Review: Superfreakonomics – Levitt & Dubner

In Chapter 1 we read a prurient but entertaining account of Chicago prostitution. We learn the benefits of having a pimp, the relative cost of different sexual services and why the police go easy on the ladies (this last explanation is unconvincing). Then we move to the high-end ‘escort’ market and consider the case study of “Allie”.

Economic concepts: commodity good, price discrimination, inelastic demand, principal-agent problem. Plus a “how-to” guide on being a successful courtesan.

Chapter 2 is organised around the concepts of data mining. We learn about the financial transaction profiles of Islamic terrorists, the disutility of hospitals and the relative performance of doctors in dealing with different kinds of illness and injuries.

Economic concepts: data analysis.

Chapter 3 is about altruism. The core of this chapter deconstructs a 1964 murder in New York City which was apparently witnessed by many people, none of whom intervened or even reported it to the police. This leads to an appraisal of economics experiments which purportedly showed people to possess an intrinsic core of altruism (leading to Nobel prizes in economics for the researchers). Such an appealing conclusion is debunked as you might expect. The murder story is also debunked.

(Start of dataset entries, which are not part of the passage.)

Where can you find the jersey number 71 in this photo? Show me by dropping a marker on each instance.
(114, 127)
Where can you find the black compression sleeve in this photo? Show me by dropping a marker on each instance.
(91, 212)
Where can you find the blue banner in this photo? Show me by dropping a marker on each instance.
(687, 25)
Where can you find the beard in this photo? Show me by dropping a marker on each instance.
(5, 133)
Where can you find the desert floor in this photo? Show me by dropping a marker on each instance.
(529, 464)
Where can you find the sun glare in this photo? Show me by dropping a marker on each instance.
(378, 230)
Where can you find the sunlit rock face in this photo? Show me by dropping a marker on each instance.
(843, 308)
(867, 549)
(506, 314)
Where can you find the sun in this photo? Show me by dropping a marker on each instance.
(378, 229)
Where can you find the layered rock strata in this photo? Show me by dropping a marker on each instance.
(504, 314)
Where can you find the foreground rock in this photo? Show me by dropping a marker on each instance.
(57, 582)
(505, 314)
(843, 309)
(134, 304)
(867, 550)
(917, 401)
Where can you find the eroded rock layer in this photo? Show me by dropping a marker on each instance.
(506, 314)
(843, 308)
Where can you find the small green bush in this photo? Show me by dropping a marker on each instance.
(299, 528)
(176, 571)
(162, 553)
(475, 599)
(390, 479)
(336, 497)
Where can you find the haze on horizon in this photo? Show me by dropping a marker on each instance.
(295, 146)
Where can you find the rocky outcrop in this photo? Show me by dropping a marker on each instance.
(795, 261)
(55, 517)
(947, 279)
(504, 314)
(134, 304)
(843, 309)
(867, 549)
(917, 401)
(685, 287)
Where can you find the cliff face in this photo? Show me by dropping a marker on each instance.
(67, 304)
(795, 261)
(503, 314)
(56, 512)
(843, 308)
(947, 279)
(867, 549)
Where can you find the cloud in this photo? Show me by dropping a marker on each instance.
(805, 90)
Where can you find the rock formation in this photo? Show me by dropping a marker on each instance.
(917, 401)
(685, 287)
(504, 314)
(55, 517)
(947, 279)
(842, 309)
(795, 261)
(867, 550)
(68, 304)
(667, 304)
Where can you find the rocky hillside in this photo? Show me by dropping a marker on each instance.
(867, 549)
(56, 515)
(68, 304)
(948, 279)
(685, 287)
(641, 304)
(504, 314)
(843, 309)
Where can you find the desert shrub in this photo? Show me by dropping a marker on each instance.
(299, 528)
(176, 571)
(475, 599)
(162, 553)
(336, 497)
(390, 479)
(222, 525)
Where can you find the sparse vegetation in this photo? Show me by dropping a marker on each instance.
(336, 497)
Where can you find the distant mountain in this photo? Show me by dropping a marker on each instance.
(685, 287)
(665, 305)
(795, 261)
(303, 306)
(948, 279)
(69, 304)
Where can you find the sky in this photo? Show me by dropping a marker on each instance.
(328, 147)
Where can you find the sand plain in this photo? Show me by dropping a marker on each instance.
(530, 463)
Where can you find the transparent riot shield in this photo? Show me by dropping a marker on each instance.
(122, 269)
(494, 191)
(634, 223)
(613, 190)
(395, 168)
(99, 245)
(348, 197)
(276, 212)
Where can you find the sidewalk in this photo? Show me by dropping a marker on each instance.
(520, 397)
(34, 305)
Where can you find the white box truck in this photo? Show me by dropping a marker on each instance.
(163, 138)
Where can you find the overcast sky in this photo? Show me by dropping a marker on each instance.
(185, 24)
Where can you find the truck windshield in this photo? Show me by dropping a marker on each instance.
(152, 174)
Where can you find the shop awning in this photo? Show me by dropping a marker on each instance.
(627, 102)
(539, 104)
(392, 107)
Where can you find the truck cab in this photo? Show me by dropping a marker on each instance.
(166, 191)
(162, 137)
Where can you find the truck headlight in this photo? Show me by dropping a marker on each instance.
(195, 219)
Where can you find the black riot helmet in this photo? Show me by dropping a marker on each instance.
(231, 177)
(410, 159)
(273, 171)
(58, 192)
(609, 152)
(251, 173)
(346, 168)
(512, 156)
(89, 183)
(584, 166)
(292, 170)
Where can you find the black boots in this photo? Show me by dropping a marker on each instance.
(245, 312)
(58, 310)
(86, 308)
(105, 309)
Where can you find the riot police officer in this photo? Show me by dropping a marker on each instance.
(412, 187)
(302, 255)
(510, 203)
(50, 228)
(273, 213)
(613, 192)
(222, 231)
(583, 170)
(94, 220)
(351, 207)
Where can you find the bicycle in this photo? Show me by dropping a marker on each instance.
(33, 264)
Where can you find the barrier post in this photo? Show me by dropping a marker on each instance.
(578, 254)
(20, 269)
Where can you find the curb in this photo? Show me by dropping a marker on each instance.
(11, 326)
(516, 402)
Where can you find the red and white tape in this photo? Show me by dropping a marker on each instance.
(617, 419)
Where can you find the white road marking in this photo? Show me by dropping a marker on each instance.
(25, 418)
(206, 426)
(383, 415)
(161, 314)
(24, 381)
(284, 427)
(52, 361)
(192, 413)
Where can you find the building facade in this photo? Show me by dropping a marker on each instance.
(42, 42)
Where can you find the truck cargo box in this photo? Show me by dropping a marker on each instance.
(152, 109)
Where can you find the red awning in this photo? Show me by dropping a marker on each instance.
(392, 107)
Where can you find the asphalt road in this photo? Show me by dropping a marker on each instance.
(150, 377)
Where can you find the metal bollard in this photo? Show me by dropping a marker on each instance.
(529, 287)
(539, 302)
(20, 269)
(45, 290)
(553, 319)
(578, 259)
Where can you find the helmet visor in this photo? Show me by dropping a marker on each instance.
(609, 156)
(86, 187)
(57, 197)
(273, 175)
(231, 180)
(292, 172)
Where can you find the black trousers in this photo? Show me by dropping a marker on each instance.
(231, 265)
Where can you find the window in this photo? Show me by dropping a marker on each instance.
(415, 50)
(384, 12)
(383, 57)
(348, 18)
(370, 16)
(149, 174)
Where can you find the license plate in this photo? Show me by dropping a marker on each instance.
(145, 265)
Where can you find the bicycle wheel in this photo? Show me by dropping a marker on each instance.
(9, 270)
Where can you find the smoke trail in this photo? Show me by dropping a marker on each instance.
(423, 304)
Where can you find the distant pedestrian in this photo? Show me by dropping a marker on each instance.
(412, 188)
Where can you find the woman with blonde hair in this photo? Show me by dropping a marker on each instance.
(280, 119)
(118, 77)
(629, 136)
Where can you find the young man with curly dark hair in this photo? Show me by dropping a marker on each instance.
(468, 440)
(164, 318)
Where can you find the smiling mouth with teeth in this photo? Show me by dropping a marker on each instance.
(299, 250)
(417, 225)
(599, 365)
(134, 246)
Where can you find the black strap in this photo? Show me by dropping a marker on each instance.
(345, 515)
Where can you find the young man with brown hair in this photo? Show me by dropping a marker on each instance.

Economic concepts: limitations of behavioural economics.

Chapter 4 is about perverse incentives and specifically how powerful interest groups succeed in bringing about outcomes which disadvantage society overall. In the sights are doctors and auto makers. It is shown repeatedly that the hero who correctly points out that the emperor has no clothes is subsequently uniformly reviled by said interest groups

Chapter 5 is the part about global warming. Or is it cooling? Or is it something which just happens anyway? A long piece centred around Nathan Myhrvold’s company Intellectual Ventures shows that assuming global warming is actually the problem fashionable opinion claims, there exist a number of technological solutions which for a modest amount of cash would deal with it. Alas, such ideas are anathema to Green lobbies.

In the epilogue, we learn that economic concepts of monetary value and exchange can also be taught (and internalised by) capuchin monkeys. I was not entirely clear why we were being told this apart from the monkey prostitution link back to Chapter 1.

I am torn two ways about this book. In its favour it makes intelligent points about a number of topical issues, it correctly undermines various shibboleths of political correctness, and it’s compulsively readable – I was able to finish the 216 pages in a day.

On the other hand, the sycophantic writing style is gratingly folksy-humorous. Subtle flattery throughout confirms the authors and reader as equal partners, intellectually superior to the idiots the book so delights in debunking. The book is somehow less than the sum of its parts.

So if you are looking for an upmarket Reader’s Digest type book which will confirm you are an important mover and shaker, that you are fashionably dismissive of political correctness to an acceptable degree, and that won’t force you to engage with any difficult concepts, I guess this book is for you. Otherwise get it from the library or read the Sunday Times serialisation.